Myles Lamberth has taken what could loosely be described as ‘the scenic route’ from his native Capetown to Strandhill on Ireland’s northwest coast. His childhood was divided between several different countries including Iran, Angola and Namibia, the family moving as his father’s engineering career dictated. Clearly Myles inherited the wanderlust gene and he has added the USA, France, Switzerland, England and now of course Ireland to the seriously impressive list of places he has lived. Almost a decade in Strandhill is the longest time he has ever spent in one spot.
At Shells Café which he runs with his wife Jane, Myles initially took the lead on the cooking side, establishing the quirky style for which Shells is famous. These days as the old adage says, he is working ‘more on the business than in it’ and leaves head chef Justin to head up the busy kitchen. The route Myles took to a cookery career was slightly less than conventional, starting in the South African bush.

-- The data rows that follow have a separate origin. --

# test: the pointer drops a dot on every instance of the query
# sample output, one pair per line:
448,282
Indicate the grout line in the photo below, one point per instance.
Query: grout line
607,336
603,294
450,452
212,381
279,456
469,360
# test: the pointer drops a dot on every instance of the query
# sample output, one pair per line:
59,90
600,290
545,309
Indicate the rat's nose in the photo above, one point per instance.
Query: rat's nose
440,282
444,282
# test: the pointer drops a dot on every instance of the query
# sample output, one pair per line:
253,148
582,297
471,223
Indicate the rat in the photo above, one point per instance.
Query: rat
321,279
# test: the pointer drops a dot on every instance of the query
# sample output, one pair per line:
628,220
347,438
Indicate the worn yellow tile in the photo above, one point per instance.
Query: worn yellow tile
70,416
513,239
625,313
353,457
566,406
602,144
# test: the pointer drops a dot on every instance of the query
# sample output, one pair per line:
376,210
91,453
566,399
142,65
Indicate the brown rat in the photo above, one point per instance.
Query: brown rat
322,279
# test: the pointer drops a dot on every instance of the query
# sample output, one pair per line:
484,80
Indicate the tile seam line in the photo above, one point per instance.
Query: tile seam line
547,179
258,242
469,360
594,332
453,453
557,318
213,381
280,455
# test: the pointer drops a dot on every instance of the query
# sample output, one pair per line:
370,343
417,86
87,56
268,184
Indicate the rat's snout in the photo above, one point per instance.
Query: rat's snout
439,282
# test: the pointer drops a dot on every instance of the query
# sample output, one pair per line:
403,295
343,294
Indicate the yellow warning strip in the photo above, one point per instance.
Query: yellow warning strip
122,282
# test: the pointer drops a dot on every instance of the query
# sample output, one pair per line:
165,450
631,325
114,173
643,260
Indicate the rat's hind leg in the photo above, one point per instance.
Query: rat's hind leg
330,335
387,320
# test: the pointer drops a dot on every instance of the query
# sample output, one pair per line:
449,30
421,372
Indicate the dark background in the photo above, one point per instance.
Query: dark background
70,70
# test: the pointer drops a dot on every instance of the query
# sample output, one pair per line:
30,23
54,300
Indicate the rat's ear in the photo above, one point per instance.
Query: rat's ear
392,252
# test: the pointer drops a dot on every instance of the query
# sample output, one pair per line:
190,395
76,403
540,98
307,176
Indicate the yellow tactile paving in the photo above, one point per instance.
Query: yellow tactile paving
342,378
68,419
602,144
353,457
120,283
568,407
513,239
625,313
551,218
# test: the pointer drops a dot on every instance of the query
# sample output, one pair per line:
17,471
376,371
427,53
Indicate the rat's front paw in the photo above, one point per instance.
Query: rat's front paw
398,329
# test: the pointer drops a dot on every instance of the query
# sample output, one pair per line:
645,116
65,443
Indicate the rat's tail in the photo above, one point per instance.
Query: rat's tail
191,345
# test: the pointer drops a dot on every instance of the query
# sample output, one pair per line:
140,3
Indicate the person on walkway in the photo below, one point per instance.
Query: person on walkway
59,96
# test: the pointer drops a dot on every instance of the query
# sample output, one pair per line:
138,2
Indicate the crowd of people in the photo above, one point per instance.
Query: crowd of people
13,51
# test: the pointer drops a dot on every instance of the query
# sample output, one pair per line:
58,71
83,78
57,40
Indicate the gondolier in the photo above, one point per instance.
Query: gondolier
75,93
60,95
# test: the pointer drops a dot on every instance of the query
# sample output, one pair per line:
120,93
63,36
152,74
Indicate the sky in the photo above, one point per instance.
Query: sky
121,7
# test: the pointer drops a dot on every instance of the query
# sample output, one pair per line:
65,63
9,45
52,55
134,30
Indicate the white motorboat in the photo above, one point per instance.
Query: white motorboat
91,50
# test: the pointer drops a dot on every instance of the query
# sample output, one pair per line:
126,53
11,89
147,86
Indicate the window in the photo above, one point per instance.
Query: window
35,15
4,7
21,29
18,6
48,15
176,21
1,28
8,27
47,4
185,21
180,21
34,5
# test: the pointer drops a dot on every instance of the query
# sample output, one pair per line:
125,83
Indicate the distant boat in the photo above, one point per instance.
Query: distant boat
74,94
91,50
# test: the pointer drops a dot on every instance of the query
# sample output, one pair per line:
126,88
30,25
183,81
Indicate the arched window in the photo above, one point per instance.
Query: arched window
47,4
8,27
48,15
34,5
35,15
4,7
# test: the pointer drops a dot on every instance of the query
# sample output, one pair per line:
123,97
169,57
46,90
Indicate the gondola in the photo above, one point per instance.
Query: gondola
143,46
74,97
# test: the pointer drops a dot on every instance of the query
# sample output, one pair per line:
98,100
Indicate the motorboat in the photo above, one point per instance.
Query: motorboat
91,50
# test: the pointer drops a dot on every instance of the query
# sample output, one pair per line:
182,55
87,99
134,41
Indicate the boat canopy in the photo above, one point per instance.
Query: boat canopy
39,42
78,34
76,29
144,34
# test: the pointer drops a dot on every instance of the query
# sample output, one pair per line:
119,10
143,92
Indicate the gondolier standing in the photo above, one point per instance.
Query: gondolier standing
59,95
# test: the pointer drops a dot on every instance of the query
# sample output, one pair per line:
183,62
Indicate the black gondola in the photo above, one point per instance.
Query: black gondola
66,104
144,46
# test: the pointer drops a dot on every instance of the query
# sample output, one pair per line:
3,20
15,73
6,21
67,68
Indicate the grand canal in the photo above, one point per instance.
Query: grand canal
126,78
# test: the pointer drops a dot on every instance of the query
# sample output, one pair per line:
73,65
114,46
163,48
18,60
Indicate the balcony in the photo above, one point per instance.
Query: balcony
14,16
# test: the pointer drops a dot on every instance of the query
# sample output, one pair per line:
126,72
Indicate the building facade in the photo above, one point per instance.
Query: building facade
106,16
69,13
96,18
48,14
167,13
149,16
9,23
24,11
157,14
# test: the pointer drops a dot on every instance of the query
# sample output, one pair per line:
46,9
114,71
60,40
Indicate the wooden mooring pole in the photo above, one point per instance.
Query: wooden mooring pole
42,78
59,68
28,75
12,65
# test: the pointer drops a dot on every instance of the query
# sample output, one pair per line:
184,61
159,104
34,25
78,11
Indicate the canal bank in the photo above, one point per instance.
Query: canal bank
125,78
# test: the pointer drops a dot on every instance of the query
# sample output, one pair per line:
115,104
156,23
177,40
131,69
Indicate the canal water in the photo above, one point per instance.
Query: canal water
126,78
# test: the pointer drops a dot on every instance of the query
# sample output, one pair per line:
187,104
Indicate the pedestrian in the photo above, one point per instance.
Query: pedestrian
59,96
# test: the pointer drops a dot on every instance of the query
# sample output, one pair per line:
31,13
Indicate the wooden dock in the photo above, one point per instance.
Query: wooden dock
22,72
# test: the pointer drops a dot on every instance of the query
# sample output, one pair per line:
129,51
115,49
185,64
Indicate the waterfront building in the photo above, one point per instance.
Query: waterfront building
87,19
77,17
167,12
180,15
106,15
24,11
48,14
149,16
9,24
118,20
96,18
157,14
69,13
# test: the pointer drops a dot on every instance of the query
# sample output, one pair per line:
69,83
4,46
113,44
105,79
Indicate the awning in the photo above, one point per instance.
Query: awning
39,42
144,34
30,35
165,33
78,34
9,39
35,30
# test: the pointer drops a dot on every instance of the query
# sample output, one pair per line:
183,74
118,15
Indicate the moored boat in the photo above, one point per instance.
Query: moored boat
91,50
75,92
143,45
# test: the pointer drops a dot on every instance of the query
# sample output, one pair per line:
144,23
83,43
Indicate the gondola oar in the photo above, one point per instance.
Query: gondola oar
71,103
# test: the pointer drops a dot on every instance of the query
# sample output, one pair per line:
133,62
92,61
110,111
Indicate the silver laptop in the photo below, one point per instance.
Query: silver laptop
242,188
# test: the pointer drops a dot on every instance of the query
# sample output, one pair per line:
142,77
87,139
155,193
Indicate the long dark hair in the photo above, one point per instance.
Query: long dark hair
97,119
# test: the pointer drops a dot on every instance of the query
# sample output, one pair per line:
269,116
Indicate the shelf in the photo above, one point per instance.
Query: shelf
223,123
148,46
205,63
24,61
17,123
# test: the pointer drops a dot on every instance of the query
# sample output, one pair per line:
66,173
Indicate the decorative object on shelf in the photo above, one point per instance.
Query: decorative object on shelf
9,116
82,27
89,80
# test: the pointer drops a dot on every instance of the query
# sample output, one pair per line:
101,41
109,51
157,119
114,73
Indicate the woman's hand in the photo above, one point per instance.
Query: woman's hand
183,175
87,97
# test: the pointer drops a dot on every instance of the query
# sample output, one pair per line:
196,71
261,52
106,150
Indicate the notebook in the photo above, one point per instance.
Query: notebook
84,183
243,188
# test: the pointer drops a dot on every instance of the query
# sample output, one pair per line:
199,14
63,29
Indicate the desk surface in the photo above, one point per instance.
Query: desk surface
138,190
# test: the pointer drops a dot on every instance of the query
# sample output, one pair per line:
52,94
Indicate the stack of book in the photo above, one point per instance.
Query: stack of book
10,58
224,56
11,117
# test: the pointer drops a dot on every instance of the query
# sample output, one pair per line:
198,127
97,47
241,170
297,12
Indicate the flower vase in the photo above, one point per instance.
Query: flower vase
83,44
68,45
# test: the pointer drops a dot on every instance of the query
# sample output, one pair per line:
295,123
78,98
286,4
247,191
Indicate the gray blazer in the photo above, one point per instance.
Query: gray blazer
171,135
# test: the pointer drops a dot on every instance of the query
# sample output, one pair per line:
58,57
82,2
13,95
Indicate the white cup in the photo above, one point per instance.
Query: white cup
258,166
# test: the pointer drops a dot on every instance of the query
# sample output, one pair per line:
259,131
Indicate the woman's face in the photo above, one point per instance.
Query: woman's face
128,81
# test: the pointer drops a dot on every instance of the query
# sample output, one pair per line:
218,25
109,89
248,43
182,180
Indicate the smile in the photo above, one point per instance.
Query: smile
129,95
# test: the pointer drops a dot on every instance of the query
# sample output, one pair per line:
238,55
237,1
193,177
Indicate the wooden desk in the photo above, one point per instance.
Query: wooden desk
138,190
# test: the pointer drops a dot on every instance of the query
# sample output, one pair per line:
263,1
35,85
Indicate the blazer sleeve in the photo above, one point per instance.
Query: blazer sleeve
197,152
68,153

In his twenties Myles worked in tourism – river rafting and safaris to be precise. He escorted clients on multiday tours which included providing catering. Luckily Myles wasn’t a stranger to cooking; his paternal grandmother was a talented cook and he learned much from her. As a young teenager he had taken a lead in the home kitchen which paid off now. A typical South African, he was also master of the brai or barbeque; ideal fare for hungry big game chasers.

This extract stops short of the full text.